Long Election Night Frustrates Some Voters

When Americans went to bed Tuesday night, it was still up in the air as to who would be the next president of the United States.
Some voters feared a repeat of the drawn out conclusion of the 2000 presidential election.
Voters tuning in to the networks may have noticed a few similarities to the election four years ago. When the clock struck midnight, the United States still did not have a clear leader. East Texas said the past two presidential elections are a far cry from the runaway races of the past.
"By 10 o'clock when the news was on, we knew who was going to be the president or who wasn't going to be the president, now it takes weeks," said voter Ruby Attaway.
Some waited up late in hopes a winner would be declared. "1 a.m., 2, 3 a.m., I just wanted to see exactly how they were going to switch this around, try to turn it around," said Debra Brewster. Others, in frustration, threw in the towel early. "This time unlike the 2000 election," said Marcus Wilson, "I decided to go to bed early and wake up in the morning and hope to see."

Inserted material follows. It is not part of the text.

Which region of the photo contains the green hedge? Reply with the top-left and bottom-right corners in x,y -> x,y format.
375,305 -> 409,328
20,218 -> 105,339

Many said they were not surprised at the late outcome and already had assumed this election would mimic the 2000 presidential election, when all eyes were on Florida and a few thousand dimpled chads.
After Senator Kerry conceded Wednesday, some expressed relief the country had a clear president.
"It just kind of relieves everyone of mind and makes them feel like its come to a conclusion quickly," said Bill Bobbitt.
"We need this country to go on and move on with our lives," said Esther Brandenburg. "Everybody can't sit around and watch TV and see what this world is coming to."
Some voters said the country is becoming more politically aware and if that awareness continues to grow, they expect much of the same on election night in 2008.
Almost 120 million people reportedly cast votes in this year's presidential election, almost 15 million more than the election of 2000.